Although some properties in Five Oak Green and Capel were flooded after sudden torrential rainfall on February 9th during Storm Ciara, the cause was hillside run-off, rather than flooding from the Alder Stream.
Dean Morrison, SERT’s Natural Flood Management Project Officer, explained: “Properties in Five Oak Green were flooded as well as a row of properties including the Dovecote pub at Alders Road, Capel. While these cottages missed flooding from the Alder Stream, they were hit by water flowing off the hillsides and into the ditch network behind the village.
“Whilst it’s too early to claim that the number of leaky woody structures we’ve put in have had a significant impact yet, we checked on them during the storms and they’re functioning as they’re designed to,” added Dean.
The streams in Tudeley Woods near Tunbridge Wells have been blocked by a set of 50 intricately-constructed dams, which were built over the winter of 2019-2020.
“The project aims to add fallen timber to the streams to slow the flow of water,” explained Harry Teacher, whose family has owned the 900-acre Tudeley Woods for 170 years. Harry and his wife Kate head up the Hadlow Estate in the Weald of Kent. “It will even out the flow of water and the aim is to prevent flooding further downstream.”
The Natural Flood Management Project has been carried out by the Hadlow Estate in partnership with the South East Rivers Trust (SERT) – a local environmental charity bringing rivers back to life across the South East of England.
Dean explained: “What we have found is that, in heavy rain, water rushes down from the headwaters and rapidly increases the flow in rivers downstream. Within a short period of time, this huge increase in water volume can pose a serious flood threat to property and people.”
To this end, the steep-sided streams in Tudeley Woods – or ghylls, as they are known locally – now have logs jammed across them. Over time, these will catch sticks and leaves to become what are known in the conservation world as “leaky wooden structures”.
The project was carried out in December 2019 and January 2020, with financial support from SERT and The Environment Agency as part of the Medway Flood Action Plan.
The streams in Tudeley Woods stem from natural springs within the woods and feed into the Alder Stream, a tributary of the River Medway with a history of flooding. The Natural Flood Management Project aims to help protect over 50 residential properties at risk from flooding from the Alder Stream in the village of Five Oak Green.
The benefits of the project will also be felt within the woods themselves, says Harry’s wife Kate, who has been working on the scheme for some time. “The idea of using our upland woodland for natural flood management has been under consideration for a couple of years. We first commissioned a survey of the woods, including the streams and a large central pond, to see exactly what was happening. We discovered that despite the wet winters, the warmer summers have meant that the woods are drying out year-on-year, which can have serious consequences for biodiversity.
“Tudeley Woods are a remnant of ancient woodland that once covered most of South East England.

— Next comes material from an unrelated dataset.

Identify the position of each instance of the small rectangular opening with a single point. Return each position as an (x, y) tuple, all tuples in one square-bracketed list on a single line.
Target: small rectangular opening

The woods are home to nearly 1200 varieties of fungi as well as rare birds and plants. There’s the nationally-rare Marsh Valerian flower as well as many butterflies and orchids. And in terms of birds you’ll see tree pipits, nightjars, woodlarks and Britain’s most rare woodpecker, the Lesser Spotted Woodpecker.”
The retention of water in the woods, preventing it from rushing away downstream, is very important for preserving habitats, said Harry. “We are using natural methods to increase resilience to climate change. Leaky dams are an effective way of preventing flooding further downstream but we are also working to prevent the woods from drying out, preserving the biodiversity of the flora and fauna here. It’s a win-win situation.”
Much of the timber used for the dams had fallen naturally within the woods, with other logs being felled as part of routine tree management.Until now, the image of flood prevention has been one of expensive engineering work, pumps and interventions near the site of a flood risk. Now, thanks to this timely project in Tudeley Woods, it seems that fallen trees, sticks and leaves can also make a contribution to protecting property.
“It’s a scheme that, if successful, could have implications for woodland management both nationally and further afield,” said Harry. “We look forward to monitoring the project in the months and years ahead.”